Anything below a top four finish and Tottenham will deem their campaign a failure. The recovering Chelsea and Manchester United will quickly mount challenges for those four spots one would expect, whilst Manchester City are buoyed by the arrival of Pep Guardiola.
This season will be a challenge for any manager. The league is looking to regain it’s strength and become what it once was; the best league in the world.
Pochettino, therefore is under pressure. Will he make the top four? Here are FIVE reasons why he may not…
Spurs’ players, on the whole, had very disappointing summers. Harry Kane and Dele Alli were two of the leading scapegoats in England’s EURO humiliation, whilst Mousa Dembele was in and out of the Belgium side that similarly underachieved.
Hugo Lloris led his French side to a shock final defeat, as Toby Alderweireld and Jan Vertonghen joined Dembele in the Belgian disappointment.
It’s hard to know how such players have recovered mentally, but some individuals take a long, long time to recover from such setbacks.
Proudly, Spurs have stuck to their transfer policy this summer. As rivals have pushed for the biggest names and used their bank account to show their ‘ambition’ Spurs have boldly stuck to their policy of not overpaying.

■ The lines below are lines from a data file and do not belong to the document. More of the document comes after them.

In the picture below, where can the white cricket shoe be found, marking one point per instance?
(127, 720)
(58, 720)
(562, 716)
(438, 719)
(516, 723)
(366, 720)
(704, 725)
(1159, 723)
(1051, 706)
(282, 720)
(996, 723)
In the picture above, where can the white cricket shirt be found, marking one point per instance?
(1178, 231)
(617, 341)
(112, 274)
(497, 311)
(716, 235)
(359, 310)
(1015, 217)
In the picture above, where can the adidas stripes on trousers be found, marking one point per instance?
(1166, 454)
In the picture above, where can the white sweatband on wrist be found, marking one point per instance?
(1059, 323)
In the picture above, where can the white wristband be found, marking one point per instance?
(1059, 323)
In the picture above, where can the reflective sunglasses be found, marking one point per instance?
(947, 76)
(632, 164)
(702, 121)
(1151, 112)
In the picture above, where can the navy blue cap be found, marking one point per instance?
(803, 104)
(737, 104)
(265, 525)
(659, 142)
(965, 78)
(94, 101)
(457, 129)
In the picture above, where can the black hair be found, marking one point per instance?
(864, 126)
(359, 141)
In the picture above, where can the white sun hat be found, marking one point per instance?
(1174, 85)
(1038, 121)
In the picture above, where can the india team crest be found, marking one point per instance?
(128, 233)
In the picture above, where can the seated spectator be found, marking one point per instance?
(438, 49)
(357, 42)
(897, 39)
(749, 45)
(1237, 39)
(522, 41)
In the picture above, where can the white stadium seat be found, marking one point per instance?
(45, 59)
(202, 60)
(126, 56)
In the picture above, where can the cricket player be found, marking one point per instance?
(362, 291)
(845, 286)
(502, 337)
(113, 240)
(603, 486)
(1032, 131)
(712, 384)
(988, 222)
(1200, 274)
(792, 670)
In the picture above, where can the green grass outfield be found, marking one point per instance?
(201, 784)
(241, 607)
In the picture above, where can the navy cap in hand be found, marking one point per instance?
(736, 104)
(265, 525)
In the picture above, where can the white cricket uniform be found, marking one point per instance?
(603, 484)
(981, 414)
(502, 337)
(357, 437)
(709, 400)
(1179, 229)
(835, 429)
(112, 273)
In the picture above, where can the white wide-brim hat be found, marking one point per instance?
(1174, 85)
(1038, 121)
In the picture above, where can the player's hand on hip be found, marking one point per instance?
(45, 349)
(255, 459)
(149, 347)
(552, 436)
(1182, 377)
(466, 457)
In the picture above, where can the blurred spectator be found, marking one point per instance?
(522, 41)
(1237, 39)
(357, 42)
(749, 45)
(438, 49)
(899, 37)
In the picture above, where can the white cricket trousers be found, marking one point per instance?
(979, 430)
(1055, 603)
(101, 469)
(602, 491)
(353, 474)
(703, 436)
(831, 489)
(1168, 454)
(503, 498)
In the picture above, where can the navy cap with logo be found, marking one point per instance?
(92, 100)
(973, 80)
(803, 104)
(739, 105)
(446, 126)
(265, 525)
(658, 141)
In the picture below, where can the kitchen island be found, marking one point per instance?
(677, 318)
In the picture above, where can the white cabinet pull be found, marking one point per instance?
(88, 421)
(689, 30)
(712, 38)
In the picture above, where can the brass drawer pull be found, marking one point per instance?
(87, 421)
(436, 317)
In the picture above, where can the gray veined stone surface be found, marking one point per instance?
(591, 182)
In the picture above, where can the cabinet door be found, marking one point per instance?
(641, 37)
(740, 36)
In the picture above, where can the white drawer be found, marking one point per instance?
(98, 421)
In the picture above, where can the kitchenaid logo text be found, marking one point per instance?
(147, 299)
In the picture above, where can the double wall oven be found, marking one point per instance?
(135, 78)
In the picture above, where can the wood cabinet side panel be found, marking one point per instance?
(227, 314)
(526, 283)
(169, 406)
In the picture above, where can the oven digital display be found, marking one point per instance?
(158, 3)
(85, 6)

The signings have been as sensible as you could imagine, but the question is more if they have underwhelmed. With their riches and the lure of Champions League football, will Spurs pay the price for failing to splash a bit more cash?
Every squad in Europe gets stretched, but the task of dealing with Champions League football is that bit harder. Pochettino will need to rotate wisely if they are to have a fighting chance in the league, rather than sticking to his Europa League approach – take as few a first-teamers as possible.
Harry Kane, particularly, will have to be wisely rotated with Janssen if they are to even compete for the top four.
If it wasn’t for Leicester City’s heroics last season, Spurs would have been the story of the season. Holding second-place for much of the campaign, the Lilywhites continued their distinguished bridesmaid tradition.
Eventually slipping in to third after a final collapse, it’s hard not to wonder if that was a freak season.
Compare the transfers of Tottenham’s supposed rivals for top four this season to the investments made by Daniel Levy.
What do you see?
It’s a stark difference. The shrewd, buy young and develop, philosophy of Spurs is commendable, but their squad is looking a little short of star quality on paper.